Sometime around August HDS will launch what is called Global Active Device, also known as GAD. This is part of the new Virtual Storage Platform G1000.
What is a G1000?
The VSP G1000 is the latest variant of HDS high-end Tier-1 array that scales to thousands of drives and millions of IOPS (if you’re into just counting millions of IOPS like some vendors).
And when we talk about an increase in performance, we’re not talking about going from 50,000 IOPS to 100,000. It’s in the millions. (My colleague) Hu Yoshida has written about a benchmark on a G1000 that achieved 3.9 million (nasty random read) IOPs already. A Random Read workload is what breaks many storage arrays as it often results in cache misses which must fetch the blocks from disk.
It’s my opinion that it’s kind of ironic that scale-out storage fulfills different purposes, and one of those is to be able to scale IOPS along with array-side compute resources together. Without doing that, single or dual chassis controller configurations have serious trouble once the IOPS go through the roof. The G1000 can do that in the same chassis but more on that in another post.
The benchmark was using Hitachi Accelerated Flash. I’m gonna write a post about that soon but suffice it to say that is also a very elegantly engineered solution, with CPU embedded in each flash drive to scale performance WITH capacity.:
What’s the fuss about GAD?
I believe this will be game-changing technology for many customers that need active-active compute and storage configurations. These customers are subject to the strictest availability requirements for their IT environments where failure is not an option.

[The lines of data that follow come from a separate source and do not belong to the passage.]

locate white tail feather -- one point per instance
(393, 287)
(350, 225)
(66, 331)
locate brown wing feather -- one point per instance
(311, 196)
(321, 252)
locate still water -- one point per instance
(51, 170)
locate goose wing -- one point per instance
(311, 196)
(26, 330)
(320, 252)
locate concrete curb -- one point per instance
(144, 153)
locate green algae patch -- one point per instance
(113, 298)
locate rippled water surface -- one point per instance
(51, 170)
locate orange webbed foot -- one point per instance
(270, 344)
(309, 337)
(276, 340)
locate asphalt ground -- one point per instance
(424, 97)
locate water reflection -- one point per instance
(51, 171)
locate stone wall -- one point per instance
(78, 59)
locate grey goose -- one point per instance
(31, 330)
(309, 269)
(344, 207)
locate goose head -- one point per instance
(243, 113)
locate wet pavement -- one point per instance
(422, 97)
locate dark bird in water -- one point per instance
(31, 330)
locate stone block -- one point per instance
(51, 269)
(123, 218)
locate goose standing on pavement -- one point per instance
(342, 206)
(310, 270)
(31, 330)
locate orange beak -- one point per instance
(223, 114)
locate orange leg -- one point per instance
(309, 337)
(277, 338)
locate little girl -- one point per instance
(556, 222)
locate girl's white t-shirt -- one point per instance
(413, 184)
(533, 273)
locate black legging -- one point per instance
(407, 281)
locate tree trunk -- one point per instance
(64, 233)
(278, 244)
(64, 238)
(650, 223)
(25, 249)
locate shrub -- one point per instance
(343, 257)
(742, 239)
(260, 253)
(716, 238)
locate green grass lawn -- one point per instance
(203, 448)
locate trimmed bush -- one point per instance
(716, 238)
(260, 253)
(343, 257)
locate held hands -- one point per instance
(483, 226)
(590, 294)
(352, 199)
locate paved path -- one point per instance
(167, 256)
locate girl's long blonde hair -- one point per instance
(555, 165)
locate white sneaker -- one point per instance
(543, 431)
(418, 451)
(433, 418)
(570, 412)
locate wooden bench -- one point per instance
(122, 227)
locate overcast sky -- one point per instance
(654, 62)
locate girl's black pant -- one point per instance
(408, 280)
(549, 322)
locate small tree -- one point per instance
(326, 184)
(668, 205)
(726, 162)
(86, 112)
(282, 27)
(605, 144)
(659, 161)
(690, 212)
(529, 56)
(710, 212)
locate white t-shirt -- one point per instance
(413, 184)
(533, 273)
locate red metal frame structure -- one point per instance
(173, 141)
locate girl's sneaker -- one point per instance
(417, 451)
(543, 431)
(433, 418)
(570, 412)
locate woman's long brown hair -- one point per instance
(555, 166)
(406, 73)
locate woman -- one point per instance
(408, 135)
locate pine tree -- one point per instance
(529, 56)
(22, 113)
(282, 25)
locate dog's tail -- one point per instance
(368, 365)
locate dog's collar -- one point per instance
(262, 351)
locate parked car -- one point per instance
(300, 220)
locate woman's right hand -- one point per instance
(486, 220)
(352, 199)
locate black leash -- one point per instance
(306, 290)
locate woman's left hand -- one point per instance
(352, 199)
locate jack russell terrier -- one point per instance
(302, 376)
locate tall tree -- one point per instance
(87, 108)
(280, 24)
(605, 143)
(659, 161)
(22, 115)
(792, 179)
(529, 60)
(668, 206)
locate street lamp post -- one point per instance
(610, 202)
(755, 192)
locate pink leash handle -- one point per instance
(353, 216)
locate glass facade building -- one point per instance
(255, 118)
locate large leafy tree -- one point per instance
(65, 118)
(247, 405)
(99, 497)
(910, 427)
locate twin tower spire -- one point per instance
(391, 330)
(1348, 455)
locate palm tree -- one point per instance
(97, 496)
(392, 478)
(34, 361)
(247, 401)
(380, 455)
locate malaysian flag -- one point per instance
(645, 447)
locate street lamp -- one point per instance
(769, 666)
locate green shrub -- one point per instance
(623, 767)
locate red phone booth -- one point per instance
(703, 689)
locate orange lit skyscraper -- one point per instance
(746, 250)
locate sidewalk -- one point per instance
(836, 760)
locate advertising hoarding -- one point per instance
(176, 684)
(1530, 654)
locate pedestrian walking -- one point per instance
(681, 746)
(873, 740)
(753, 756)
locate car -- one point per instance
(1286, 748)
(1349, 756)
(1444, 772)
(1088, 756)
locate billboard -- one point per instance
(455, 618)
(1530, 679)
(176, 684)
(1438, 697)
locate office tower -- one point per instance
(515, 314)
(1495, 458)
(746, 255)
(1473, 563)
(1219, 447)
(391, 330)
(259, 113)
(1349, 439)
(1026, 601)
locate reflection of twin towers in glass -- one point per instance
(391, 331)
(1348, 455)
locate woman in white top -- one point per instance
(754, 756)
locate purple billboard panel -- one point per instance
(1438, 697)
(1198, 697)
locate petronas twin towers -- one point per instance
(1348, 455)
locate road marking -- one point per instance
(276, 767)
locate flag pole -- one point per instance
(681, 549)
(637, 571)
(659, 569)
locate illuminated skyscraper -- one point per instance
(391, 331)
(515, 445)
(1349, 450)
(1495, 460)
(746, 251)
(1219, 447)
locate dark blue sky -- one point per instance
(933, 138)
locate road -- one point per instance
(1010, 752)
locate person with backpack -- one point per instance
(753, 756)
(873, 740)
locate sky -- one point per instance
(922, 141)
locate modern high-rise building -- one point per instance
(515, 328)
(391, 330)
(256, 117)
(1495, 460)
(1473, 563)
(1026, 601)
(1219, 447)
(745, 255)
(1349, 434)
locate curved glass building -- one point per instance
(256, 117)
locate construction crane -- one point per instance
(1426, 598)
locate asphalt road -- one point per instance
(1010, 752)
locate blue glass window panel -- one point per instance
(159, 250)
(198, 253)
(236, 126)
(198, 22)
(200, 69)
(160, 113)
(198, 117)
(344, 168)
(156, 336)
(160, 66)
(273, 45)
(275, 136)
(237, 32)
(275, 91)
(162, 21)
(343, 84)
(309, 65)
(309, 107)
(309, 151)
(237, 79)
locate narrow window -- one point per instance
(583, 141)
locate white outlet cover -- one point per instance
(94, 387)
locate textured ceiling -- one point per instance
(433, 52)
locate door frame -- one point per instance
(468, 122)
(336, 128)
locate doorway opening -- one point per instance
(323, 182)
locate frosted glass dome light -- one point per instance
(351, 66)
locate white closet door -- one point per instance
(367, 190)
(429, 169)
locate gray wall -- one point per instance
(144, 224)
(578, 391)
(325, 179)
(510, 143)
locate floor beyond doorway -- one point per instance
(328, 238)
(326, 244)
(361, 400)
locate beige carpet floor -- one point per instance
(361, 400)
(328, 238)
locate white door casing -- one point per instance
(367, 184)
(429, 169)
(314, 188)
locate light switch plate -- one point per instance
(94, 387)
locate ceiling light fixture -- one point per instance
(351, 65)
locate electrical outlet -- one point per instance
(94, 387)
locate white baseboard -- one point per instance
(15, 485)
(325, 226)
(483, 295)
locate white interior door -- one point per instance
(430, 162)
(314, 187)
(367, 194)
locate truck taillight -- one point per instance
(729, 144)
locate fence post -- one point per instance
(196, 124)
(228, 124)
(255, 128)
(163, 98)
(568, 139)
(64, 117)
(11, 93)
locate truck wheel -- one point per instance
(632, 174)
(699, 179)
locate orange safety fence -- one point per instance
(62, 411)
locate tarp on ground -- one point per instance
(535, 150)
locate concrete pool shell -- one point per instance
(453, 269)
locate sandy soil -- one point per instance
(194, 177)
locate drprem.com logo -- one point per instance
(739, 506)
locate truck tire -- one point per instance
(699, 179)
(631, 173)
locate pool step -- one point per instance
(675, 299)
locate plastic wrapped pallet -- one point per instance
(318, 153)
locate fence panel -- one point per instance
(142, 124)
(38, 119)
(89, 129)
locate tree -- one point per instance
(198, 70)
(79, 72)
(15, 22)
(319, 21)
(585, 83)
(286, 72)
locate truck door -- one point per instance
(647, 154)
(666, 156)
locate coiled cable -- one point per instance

I must admit before I joined HDS I felt HDS created some great engineering (hardware and software) but didn’t always match it up with zingy titles and acronyms. GAD is a case in point. it’s not the most glamorous title (sorry product management).
It may not sound glamorous but the words tell you what it does… Global, Active, Device…….. It’s awesome technology and something I’ve kind of written about wanting to see before, here:
GAD will allow customers to move to an active-active fully fault tolerant storage configuration without any external hardware (excluding quorum, which I’ll explain later). With GAD and G1000 that is here today.
This is something NONE of our competitors can achieve.
Zero RPO/RTO for Storage
The sweetspot for this is zero RPO and zero RTO against a site failure. I’m talking dead datacenter taken out by an airplane. It will be the ability of the application to continue without disruption that will dictate whether VMs or other tenants are impacted. Some applications like Oracle RAC will continue to run.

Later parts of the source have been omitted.